その生徒の印象。
やや小太り。
でも髪はなかなかいかしてる。
悪い感じは無い。むしろおっとりした印象だ。
一見すると、新聞配達の好青年。そんなところだ。
僕はあえて間をためてこう尋ねる。
僕:「。。。なんで呼ばれたかわかってるよね。。」
生徒:「え、よくわかんないです。なんでですか?」
あ、そっち!?そっちいっちゃうの?
そっかー、そっちいっちゃったかー。
じゃあ、こっちもやり方変えちゃいまーす。
僕:「いや、見たんだよ。机の中に携帯が入っているのをさ。 」
生徒:「。。。え、そうですか。。。」
僕:「うん、そうですかじゃなくって、
そのこと自体が不正行為と思われるんだよ。」
最後の論は微妙だ。明確ではない。
大人のせこいハッタリだ。
でも、あくまでクールに。
ことばからできるだけ感情を削ぎ落して。
生徒:「いや、入っていたことは悪いですけど、電源は入れてないですよ」
僕:「あのー、見たんだよ。。。電源を入れて動かしているところをさ」
これは事実だが、
戦略としてはパッとしない。
証拠不十分の自白誘導。
サスペンスだと一番面白くないパターンだ。
だが、僕はもうこれでいくことにした。
僕:「試験監督という立場の人間が証言しているから、
そのこと自体が証拠になるのさ、不正行為のね。
もう一度聞くけど、やったの?」
生徒:「・・・・・・」
僕はトーンを落とし、怒気を強め、口調も変える。
僕:「あのー、お前が目先の利益だけを見ているのが問題なんだろ。これはお前だけの問題じゃないんだよ。お前がその行為をすることは、周りを侮辱することにもなるんだよ。何故だかわかるか。フェアじゃないからだよ。一生懸命やっている人の労力も水の泡になるんだよ。たしかに絶対評価だ。たかが数字だ。けど、その数字に安易にいくようになってほしくないんだよ。頭悪くてもいいんだよ、バカでもいいんだよ。一生懸命にやれよ。」
ドキッとする。
実はこれは自分に言っているのではないか、
そんな疑問が出るが、
まー、とりあえず置いておこう、
まずはこっちを続けなければならない。
生徒は黙っている。
僕はスイッチが入ってしまった。
僕:「いいかげんにしろよ、コラ、お前の何が問題かわかってんのか。正直に言わねーことだろ。ここにお前だけ呼んだのは、他の連中に知られないようにするためじゃねえのか。

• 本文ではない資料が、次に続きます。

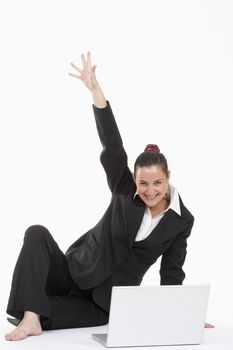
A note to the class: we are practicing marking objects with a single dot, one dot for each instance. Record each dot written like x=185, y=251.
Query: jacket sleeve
x=113, y=156
x=171, y=272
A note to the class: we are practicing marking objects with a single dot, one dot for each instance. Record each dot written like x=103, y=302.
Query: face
x=151, y=184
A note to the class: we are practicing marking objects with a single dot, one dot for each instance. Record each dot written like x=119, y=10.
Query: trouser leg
x=41, y=269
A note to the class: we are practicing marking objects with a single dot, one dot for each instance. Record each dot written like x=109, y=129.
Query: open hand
x=87, y=73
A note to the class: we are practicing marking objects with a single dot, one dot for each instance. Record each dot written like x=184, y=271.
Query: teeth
x=151, y=197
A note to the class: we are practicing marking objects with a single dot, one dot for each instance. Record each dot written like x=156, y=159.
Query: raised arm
x=113, y=157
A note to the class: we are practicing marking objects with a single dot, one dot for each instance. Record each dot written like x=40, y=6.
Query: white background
x=166, y=68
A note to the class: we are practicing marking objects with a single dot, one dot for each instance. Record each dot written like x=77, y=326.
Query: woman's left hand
x=208, y=325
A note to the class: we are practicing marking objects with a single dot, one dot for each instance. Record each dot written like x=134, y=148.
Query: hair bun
x=152, y=148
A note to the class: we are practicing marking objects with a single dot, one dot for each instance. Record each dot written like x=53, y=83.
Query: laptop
x=156, y=315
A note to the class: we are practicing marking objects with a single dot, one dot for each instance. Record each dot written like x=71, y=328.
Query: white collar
x=174, y=202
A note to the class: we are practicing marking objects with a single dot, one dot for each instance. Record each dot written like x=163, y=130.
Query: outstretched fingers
x=77, y=69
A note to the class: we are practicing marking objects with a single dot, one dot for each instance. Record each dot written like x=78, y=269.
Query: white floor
x=214, y=339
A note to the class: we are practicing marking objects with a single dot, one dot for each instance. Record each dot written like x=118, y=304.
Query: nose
x=150, y=190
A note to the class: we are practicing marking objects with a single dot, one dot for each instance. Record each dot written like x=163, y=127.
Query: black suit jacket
x=102, y=253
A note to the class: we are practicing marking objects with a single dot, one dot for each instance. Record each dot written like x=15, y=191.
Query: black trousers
x=42, y=284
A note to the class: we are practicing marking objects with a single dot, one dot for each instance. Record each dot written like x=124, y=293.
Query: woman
x=145, y=219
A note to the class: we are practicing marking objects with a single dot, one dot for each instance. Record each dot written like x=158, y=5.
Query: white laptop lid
x=157, y=315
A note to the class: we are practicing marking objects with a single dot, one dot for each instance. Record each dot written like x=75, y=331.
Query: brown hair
x=151, y=156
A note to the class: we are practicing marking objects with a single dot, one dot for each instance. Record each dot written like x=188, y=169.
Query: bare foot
x=30, y=325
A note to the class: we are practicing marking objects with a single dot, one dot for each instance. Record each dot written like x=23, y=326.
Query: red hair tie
x=152, y=148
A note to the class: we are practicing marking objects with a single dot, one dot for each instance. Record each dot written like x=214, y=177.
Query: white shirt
x=148, y=222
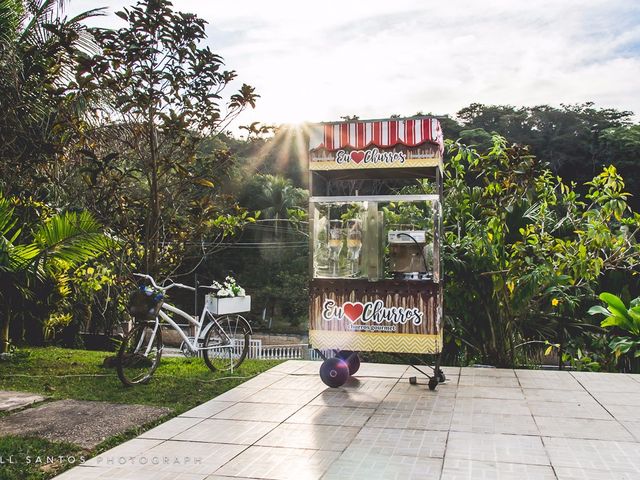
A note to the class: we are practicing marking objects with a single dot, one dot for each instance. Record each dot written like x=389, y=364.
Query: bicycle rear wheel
x=226, y=344
x=139, y=354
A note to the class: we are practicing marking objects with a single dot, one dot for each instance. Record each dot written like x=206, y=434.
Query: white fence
x=258, y=351
x=299, y=351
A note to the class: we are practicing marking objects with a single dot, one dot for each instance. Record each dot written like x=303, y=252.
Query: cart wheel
x=352, y=359
x=334, y=372
x=433, y=383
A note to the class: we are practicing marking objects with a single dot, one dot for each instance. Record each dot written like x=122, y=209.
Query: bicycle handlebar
x=164, y=289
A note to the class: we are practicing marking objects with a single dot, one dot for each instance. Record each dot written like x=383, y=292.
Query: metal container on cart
x=375, y=214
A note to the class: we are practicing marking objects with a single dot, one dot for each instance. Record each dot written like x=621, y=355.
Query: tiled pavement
x=481, y=424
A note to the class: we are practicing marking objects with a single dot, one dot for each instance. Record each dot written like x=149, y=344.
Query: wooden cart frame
x=375, y=313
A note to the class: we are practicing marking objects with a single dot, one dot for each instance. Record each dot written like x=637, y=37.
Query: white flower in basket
x=228, y=298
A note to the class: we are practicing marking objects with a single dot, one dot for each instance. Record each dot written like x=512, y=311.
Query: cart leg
x=352, y=360
x=334, y=372
x=437, y=371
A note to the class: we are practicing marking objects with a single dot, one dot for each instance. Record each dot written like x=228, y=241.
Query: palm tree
x=275, y=196
x=44, y=251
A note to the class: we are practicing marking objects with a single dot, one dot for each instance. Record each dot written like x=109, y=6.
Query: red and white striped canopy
x=379, y=133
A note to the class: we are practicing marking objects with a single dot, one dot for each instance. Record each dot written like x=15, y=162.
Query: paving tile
x=461, y=469
x=600, y=455
x=259, y=412
x=372, y=466
x=566, y=382
x=222, y=477
x=625, y=412
x=494, y=423
x=568, y=473
x=582, y=428
x=188, y=457
x=131, y=473
x=548, y=374
x=562, y=396
x=207, y=409
x=373, y=385
x=490, y=392
x=279, y=463
x=381, y=370
x=588, y=409
x=423, y=401
x=607, y=382
x=616, y=398
x=282, y=396
x=293, y=366
x=334, y=398
x=264, y=379
x=301, y=382
x=309, y=368
x=237, y=394
x=127, y=449
x=320, y=415
x=497, y=447
x=317, y=437
x=490, y=405
x=449, y=372
x=215, y=430
x=487, y=372
x=633, y=427
x=443, y=390
x=486, y=381
x=171, y=428
x=416, y=419
x=397, y=441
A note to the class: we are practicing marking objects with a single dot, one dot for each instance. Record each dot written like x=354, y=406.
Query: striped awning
x=410, y=132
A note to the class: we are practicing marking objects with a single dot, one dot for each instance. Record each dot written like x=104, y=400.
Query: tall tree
x=165, y=91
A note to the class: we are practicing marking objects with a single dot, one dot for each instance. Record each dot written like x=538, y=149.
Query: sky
x=318, y=61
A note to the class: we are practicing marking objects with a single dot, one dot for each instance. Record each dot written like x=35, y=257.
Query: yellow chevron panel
x=376, y=342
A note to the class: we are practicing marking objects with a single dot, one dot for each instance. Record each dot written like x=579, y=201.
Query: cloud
x=321, y=60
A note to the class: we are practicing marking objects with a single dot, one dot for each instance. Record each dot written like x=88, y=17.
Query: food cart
x=375, y=212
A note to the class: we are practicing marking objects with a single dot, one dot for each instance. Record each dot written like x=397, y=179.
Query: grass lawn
x=179, y=384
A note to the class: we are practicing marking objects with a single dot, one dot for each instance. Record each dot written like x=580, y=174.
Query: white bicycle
x=223, y=341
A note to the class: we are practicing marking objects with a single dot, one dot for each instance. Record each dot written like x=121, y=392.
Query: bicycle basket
x=144, y=304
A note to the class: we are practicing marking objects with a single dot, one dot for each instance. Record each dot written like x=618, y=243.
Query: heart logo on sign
x=353, y=311
x=357, y=156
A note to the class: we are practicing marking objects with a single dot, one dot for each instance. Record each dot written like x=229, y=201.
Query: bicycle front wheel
x=139, y=354
x=226, y=344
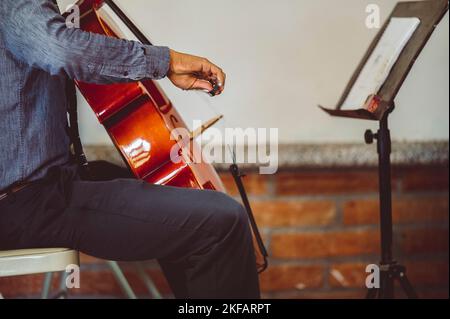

お前のプライドとか勇気とか大事にしているものを、ただ知りたいだけだろ。こっちだって腹割って話してるんだ。お前の心意気見せるのが筋だろ。」
生徒涙目。
僕:「あ、ごめーん!、ごめーん!本当はそんなつもりないのー。ビジネス!仕事!お・し・ご・と。それだけなんですー」
とは言えない。でも本心。
生徒:「・・・すいませんでした。。。本当すいませんでした。。。」
生徒嗚咽。職員室で泣きじゃくる。
通り過ぎる生徒驚く。
他の教師もなぜ泣いているのか、わからない、
あ、でもなんかあったのねー、くらいだ。
こんなの日常茶飯事だ。
僕:「・・・もういいって。」
と一言言って、
肩をポンとたたき、その場をさる。
決めすぎか、自分。
酔いすぎか、自分。
確かに一時期、
僕は任侠映画に狂っていた。
そこでのことばのやり取りに夢中だった。
飼っていたインコの名前も、
高倉健の「健」の字と、
菅原文太の「太」の字をとって、
チッチ
にしたのも事実だ。
でもこういう疑問も沸きおこる。
僕は本当に生徒のためを思っていったのか、と。